AQLI Director Christa Hasenkopf, in her statement, mentioned that by updating the AQLI with the latest WHO guidelines, we can understand the high cost we all pay to breathe air.
She further advocated, that now that we have substantial evidence of the deplorable effect air pollution has had on human health in the past years, there is a stronger case for governments to prioritise it as an urgent policy issue.
India's Report Card
India's performance in the AQLI has not improved since the last year.
As per the index, the high pollution levels are primarily because of industrialisation, economic development, and population growth.

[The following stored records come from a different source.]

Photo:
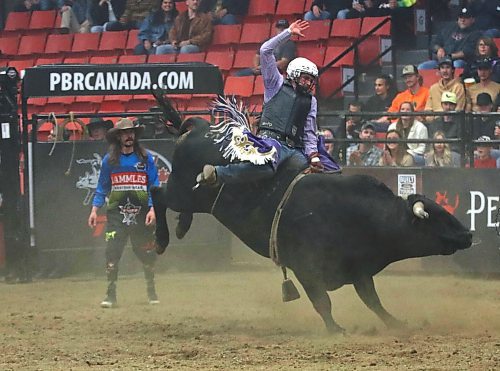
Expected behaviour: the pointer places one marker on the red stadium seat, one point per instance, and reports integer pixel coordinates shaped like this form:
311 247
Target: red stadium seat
255 33
162 58
48 60
239 86
21 65
314 52
31 44
9 44
103 60
132 40
334 51
290 7
261 7
76 60
85 42
244 58
17 21
329 81
371 47
226 34
132 59
42 20
59 44
346 28
224 60
191 57
371 22
318 30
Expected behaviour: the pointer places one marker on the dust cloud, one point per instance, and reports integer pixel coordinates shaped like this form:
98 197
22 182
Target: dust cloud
234 319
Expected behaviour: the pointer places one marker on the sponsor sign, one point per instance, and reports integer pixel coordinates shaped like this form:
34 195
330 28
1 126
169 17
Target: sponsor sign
62 80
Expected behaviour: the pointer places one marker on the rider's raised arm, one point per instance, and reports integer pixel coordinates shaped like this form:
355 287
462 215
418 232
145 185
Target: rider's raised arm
270 73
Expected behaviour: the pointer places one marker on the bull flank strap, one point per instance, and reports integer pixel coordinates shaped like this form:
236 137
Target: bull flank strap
273 239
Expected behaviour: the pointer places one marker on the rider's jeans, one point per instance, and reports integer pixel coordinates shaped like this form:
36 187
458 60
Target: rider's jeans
243 172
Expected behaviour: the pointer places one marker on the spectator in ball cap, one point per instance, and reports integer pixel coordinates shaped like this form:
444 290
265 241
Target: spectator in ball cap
98 127
458 40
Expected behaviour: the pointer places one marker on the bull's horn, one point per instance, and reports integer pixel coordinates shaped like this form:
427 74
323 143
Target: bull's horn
419 211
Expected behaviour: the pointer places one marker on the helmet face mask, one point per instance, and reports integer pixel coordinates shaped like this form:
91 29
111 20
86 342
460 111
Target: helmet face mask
303 73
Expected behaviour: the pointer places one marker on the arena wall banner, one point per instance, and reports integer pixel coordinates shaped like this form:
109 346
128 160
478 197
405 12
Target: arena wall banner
179 78
64 185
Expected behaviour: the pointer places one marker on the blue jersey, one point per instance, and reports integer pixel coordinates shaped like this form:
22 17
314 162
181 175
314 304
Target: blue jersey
127 184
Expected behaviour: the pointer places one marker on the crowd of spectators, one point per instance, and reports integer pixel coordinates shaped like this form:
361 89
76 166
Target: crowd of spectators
465 46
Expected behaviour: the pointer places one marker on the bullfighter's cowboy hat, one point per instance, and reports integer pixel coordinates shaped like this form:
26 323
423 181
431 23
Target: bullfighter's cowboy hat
123 124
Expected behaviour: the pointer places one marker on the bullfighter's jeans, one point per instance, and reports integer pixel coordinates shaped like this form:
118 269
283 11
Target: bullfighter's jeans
243 172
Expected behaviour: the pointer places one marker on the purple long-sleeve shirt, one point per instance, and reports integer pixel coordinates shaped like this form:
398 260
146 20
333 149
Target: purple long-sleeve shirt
273 80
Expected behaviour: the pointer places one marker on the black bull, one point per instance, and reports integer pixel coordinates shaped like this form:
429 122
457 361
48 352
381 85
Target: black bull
334 229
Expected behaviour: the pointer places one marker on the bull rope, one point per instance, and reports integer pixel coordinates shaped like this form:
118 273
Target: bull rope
273 239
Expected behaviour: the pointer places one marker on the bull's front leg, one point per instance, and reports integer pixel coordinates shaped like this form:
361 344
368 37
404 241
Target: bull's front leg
185 220
159 196
321 303
365 288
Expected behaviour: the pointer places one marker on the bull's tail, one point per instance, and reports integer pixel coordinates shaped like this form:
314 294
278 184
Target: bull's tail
159 196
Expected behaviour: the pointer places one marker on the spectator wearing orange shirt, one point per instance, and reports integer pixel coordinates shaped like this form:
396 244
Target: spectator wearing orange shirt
415 93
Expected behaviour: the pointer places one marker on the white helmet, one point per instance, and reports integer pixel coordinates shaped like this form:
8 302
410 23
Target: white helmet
301 65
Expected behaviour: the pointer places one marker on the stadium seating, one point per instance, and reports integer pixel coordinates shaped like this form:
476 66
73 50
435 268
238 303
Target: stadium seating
258 8
313 51
31 45
9 44
191 57
226 35
318 30
255 33
112 43
123 59
224 60
132 41
161 58
290 7
59 44
17 22
85 43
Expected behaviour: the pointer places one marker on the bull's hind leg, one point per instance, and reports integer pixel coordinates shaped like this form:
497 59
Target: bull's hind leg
366 290
321 302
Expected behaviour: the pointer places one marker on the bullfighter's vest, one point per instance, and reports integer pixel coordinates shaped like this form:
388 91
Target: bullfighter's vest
285 115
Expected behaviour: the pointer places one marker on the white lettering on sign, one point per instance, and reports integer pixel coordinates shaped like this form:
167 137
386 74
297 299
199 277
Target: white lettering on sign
106 81
478 204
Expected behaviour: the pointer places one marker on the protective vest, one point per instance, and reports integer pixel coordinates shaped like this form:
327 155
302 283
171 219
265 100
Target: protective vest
285 115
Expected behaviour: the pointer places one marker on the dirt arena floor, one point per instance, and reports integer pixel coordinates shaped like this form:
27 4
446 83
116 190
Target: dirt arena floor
235 320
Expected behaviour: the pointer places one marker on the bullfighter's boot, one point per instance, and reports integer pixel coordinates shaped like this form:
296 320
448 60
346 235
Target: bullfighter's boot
149 274
110 300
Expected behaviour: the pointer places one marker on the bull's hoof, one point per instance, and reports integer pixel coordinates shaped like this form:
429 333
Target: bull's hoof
161 243
335 329
160 249
396 324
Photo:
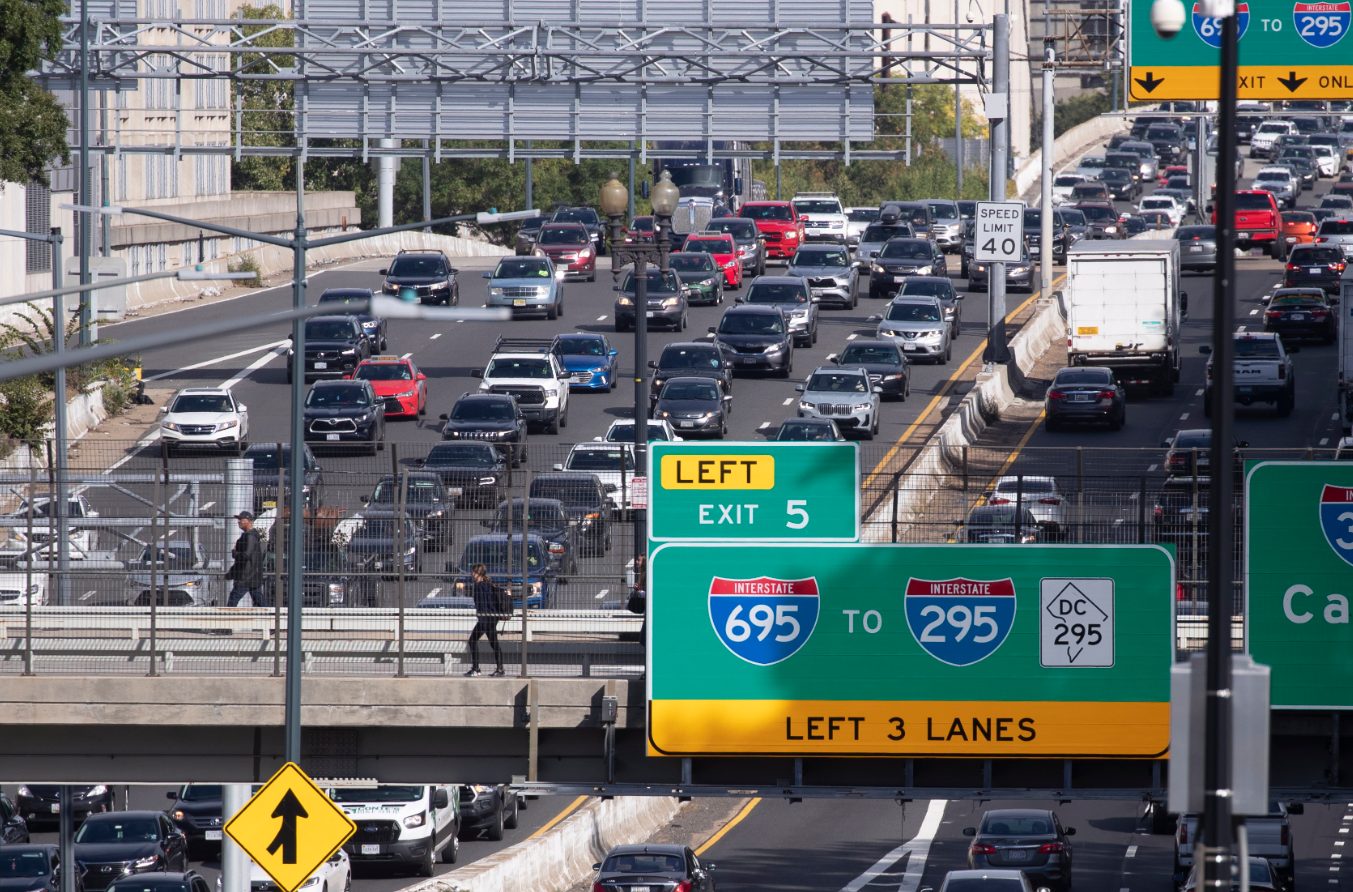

The road vehicles have shown a four-fold rise in their numbers since early 2000s, as well.
The report also mentioned that electricity generation from fossil fuels in India has tripled from 1998 to 2017.
The worst affected regions in the country are Bihar, Delhi and Uttar Pradesh.
Home to almost 200 million people, states like Maharashtra and Madhya Pradesh have presented a significant rise in their pollution levels by 68.4 percent and 77.2 percent, respectively, since the 2000s.
In these states, the average person loses about 1.7-2.5 years of life expectancy.
In a previous AQLI Report, it was found that, globally, air pollution costs an individual more years of his life (2.2 years) than anything else- Unsafe water and sanitation (7 months), HIV/AIDS (4 months), malaria (3 months), Conflict and terrorism (9 days), Smoking (1.9 years) , and Alcohol use (8 months).
The AQLI reflects how a country understands the risks and if, it prioritises the well-being of its citizens.
It provides an opportunity for countries to improve health and increase life expectancy if only, they are willing to accept the costs of environmental regulation.
The shroud of responsibility now falls on the governments' shoulders- a stringent policy like China (brought down the global average of pollution levels since 2013) might just be the way to a longer, and hopefully, a safer life.